One or the other, not both. Choose.

At some point the building inspector comes to check the new hot water heater installed yesterday. There’s a sign stapled outside displaying the permit number. The old tank started leaking and a towel laid to soak up the rivlet needed changing twice a day, wringing out one and barricading with another, hanging the wet one out on the deck railing to drip. It’s a hybrid hot water heater with wifi, warming a tank of water via heat rummaged from the air. It looks like the robot from Lost in Space.

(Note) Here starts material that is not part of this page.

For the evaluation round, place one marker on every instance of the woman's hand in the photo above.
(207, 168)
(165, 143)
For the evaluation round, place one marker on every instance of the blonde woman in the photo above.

D. managed the replacement, as with all the structural and engineering things that go wrong in a household because he’s a wizard, moving my plastic bins packed full of salvaged wrapping paper and Christmas ornaments from the garage shelves to run the condensate line along the wall to drain outside, and then stacking them carefully back. Before the young men came to install the new heater, I took a long hot shower and combed through my hair with my fingers to shed any honey locust leaves, because civilization is held together with duct tape.

Dancers learn to spot during an extended turn, during a fouetté, a pirouette, to maintain body line and balance without becoming dizzy. A dancer focuses her eyes on a fixed point as she turns, whipping her head around ahead of the turning body to maintain equilibrium.

Pick a farther spot, one in the middle distance, and don’t let go.